Growth and change are at the heart of our Gospel and Jesus instigated change and new beginnings wherever he went.  In the reading from John 3 that change is focused at the personal level as Nicodemus seeks Jesus out and  Jesus speaks to him about new birth.  There can’t be any more dramatic image of change than that.  Those who put their faith in Jesus are called to be born again.  Over the centuries that’s been understood in different ways by the Church but all of those ways reflect the idea that this is about a new beginning.

The great thing about this is that new birth has to mean new growth.  It’s not that Christians simply change an old life for a new one.  The change Jesus talks about is a new start, a fresh beginning, a point of departure.  We can’t be a woodpecker never willing to leave the nest.  New life means new growth.  If we don’t move on and develop in our relationship with God our faith will stagnate and become worse than useless.

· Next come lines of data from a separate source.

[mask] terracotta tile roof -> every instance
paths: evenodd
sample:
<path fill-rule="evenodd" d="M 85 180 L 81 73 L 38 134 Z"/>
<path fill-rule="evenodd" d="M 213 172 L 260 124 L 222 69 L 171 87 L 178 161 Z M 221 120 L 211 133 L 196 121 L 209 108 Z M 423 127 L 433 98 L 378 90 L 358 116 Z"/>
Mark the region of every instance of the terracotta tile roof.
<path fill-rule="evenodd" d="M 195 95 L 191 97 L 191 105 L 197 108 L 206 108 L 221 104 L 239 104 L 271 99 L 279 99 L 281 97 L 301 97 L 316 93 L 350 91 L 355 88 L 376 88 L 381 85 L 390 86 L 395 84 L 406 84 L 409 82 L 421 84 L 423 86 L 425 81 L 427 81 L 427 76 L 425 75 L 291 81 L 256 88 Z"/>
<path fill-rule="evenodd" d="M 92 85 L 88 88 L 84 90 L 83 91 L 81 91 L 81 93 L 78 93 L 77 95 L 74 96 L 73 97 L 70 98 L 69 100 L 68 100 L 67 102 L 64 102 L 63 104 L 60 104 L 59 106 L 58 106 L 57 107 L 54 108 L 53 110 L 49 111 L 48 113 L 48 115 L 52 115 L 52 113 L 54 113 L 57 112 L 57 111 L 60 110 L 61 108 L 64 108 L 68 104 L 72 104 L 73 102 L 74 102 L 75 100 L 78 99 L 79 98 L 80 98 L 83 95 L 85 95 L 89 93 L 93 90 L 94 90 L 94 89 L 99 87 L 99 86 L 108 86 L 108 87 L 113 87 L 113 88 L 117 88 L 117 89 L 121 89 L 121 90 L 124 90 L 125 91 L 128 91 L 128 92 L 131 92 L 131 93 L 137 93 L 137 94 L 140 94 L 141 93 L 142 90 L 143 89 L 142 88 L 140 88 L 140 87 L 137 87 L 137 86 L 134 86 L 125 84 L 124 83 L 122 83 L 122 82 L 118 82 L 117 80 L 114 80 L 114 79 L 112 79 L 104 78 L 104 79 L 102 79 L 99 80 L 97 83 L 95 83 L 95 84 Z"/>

That’s a little of what I think Jesus is saying to Nicodemus.  It’s no good sitting on the side-lines or finding a bit of time in your day to sneak away to meet Jesus by night.  Jesus isn’t selling Nicodemus some new interpretation of the scriptures or a minor dispute about the Sabbath.  Jesus says to Nicodemus, ‘you need to immerse yourself in God’s Kingdom – you need a revolution in your life that’s so profound it’ll be like starting again”. 

As we think about our own growth in faith, and the challenge to the church to grow, I want to introduce  another image.  This Bible illustration by Tissot gives some hints of how growth and change is achieved.  The artist had spent time in the Holy Land in the 19th century and this picture represents the details he observed in his travels.  It is not a meeting where Jesus dominates Nicodemus, or uses power as a way to persuade.  Their two pairs of shoes in the foreground suggest a common respect for domestic tradition – as well as a hint that their meeting constitutes holy ground. Jesus is represented as an encouraging friend, reaching out his hand in reassurance and persuasion. Passionate to help Nicodemus understand but modelling a posture of equality and respect.

That seems to me a good model for us as we think of how we might help others grow in faith. A model of being immersed in our faith, eager to meet with others, but never overbearing or brow-beating.  Spiritually taking off our shoes, treating the place of encounter as holy and willing to leave our own place of comfort to be in God’s presence.